Pendant plusieurs semaines j’ai muri mon projet. Au début j’avais l’impression que c’était ma seule option pour ne pas prendre d’hormones, je me sentais obligée de subir la pose et les effets secondaires. Cependant, on a toujours le choix, et ma volonté de ne pas prendre d’hormones a supplanté mes peurs. J’ai alors pris rendez-vous chez une gynécologue. Mes amies me disaient : « Pourquoi ne prends-tu pas la pilule ? » « Tu sais ça ne va rien te faire, je n’ai pas de sautes d’hormones moi », « Je n’ai pas pris de poids, j’ai eu moins d’acné et en plus j’ai grossi des seins c’est cool ». Intérieurement ces paroles me choquaient, j’avais envie de leur répondre que c’était bien à cause des hormones que ces changements étaient arrivés, que le corps ne doit changer que par lui-même.
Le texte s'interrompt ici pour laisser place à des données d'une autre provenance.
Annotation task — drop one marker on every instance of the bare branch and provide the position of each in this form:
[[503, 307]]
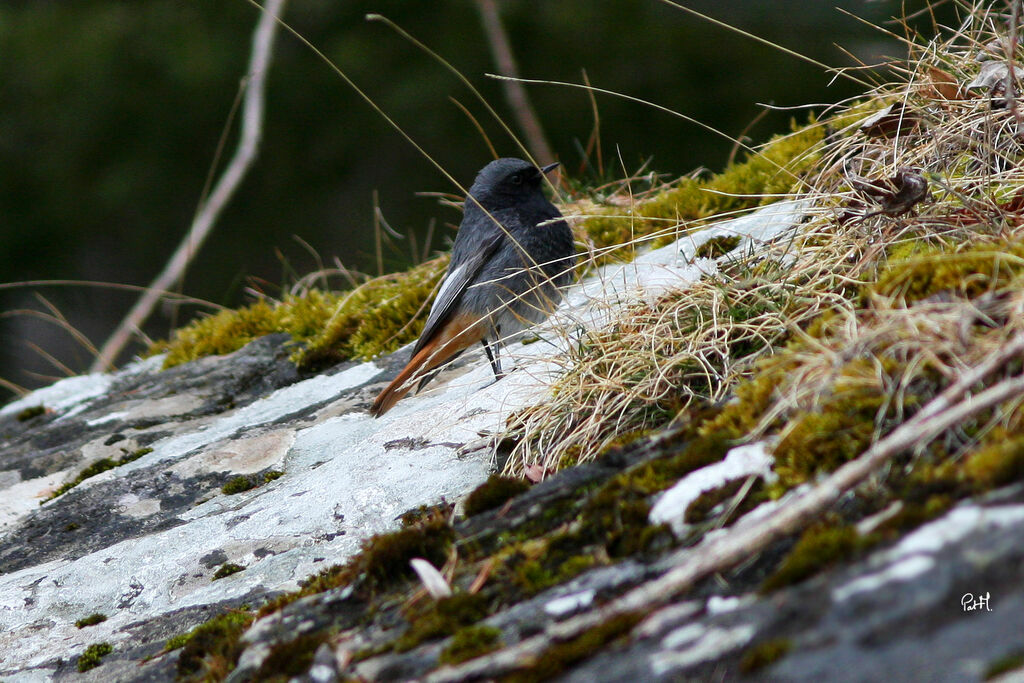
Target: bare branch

Pire : « Tu sais ma tante, son stérilet lui a percé l’utérus », « Tu vas devenir stérile », « C’est très dangereux ». Il faut savoir que les risques de « cas grave » sont identiques entre la pilule et le stérilet, à hauteur de 2%. C’est alors que je me suis sentie seule, incomprise et non soutenue dans ce choix. Dans leurs remarques, mes amies anticipaient même la réticence des médecins à me poser un stérilet : « Ils ne voudront jamais », « Tu vas avoir du mal à trouver un gynéco qui acceptera ». Et bien il suffisait de s’y confronter.

Arrive le moment du rendez-vous, j’ai dit que je voulais prendre une contraception. On m’a tout de suite répondu « Je vais te prescrire la pilule x », j’ai immédiatement rétorqué « non, je veux un stérilet cuivre ». Très surprise, elle m’a dit « Très bien, je n’ai pas de problème philosophique particulier à poser un stérilet cuivre à une nullipare ». La semaine suivante, mon stérilet était posé. J’ai eu le courage de dire non à la pilule, car j’avais fait mon choix avant. Mais la plupart du temps les médecins choisissent pour nous sans que l’on s’en rende compte, sans que l’on ait le recul et la liberté de réfléchir à tout ce qu’implique un moyen de contraception particulier.

Je vous avoue que la pose n’est pas une partie de plaisir, ni les douleurs qu’elle accompagne les quelques jours suivant – les fameuses contractions de l’utérus ressenties en puissance 1000 lors de l’accouchement – qui sont dues au fait que le corps tente de rejeter un corps étranger. En revanche je me suis toute de suite sentie libérée, maître de mon corps et en sécurité. Plus de stress d’accident, et pas de charge mentale (notamment sur l’oubli de la pilule). J’avais fait le bon choix et j’en étais heureuse. Mes trois premiers cycles suivant la pose m’ont causé de fortes douleurs au moment des règles, mais elles allaient decrescendo. J’ai toujours depuis des douleurs menstruelles plus fortes qu’auparavant, par contre mon flux n’est pas plus abondant, il l’est même parfois moins qu’avant. Il faut bien noter que chaque femme réagit différemment : certaines n’ont aucune douleur, d’autres ne le supportent pas et le retirent.

J’ai rencontré cette année des amies qui portaient un DIU cuivre, ou qui souhaitaient s’en faire poser un. Cela m’a fait beaucoup de bien car j’ai trouvé la compréhension qui m’avait manqué par le passé. Et surtout du soutien, parce que dès que l’on ressent une douleur anormalement forte, ou que des saignements hors règles arrivent, on a tendance à se dire qu’il y a un problème et c’est la panique. Cependant cela est très souvent psychologique. Les rendez-vous de contrôle sont justement là pour vérifier que tout va bien, et en cas de fort doute on peut aller voir un gynécologue.

A travers ce texte je ne souhaite faire aucune recommandation. Je souhaite seulement indiquer aux femmes que le choix de leur contraception est entre leurs mains, et que le règne de la pilule n’a pas lieu d’être. Pour cela, je leur recommande de se renseigner plus en profondeur sur les moyens de contraception, leur fonctionnement et leurs effets, afin qu’elles puissent choisir en pleine conscience celui qui leur convient le mieux. J’espère aussi avoir redonner au DIU cuivre ses lettres de noblesse. Il n’est porté que par 5% des femmes de moins de 30 ans. Et 1/3 des gynécologues refusent encore aujourd’hui d’en poser un à une nullipare, aucun n’acceptait il y a 20 ans. A mes yeux, libérer la parole, c’est libérer les femmes.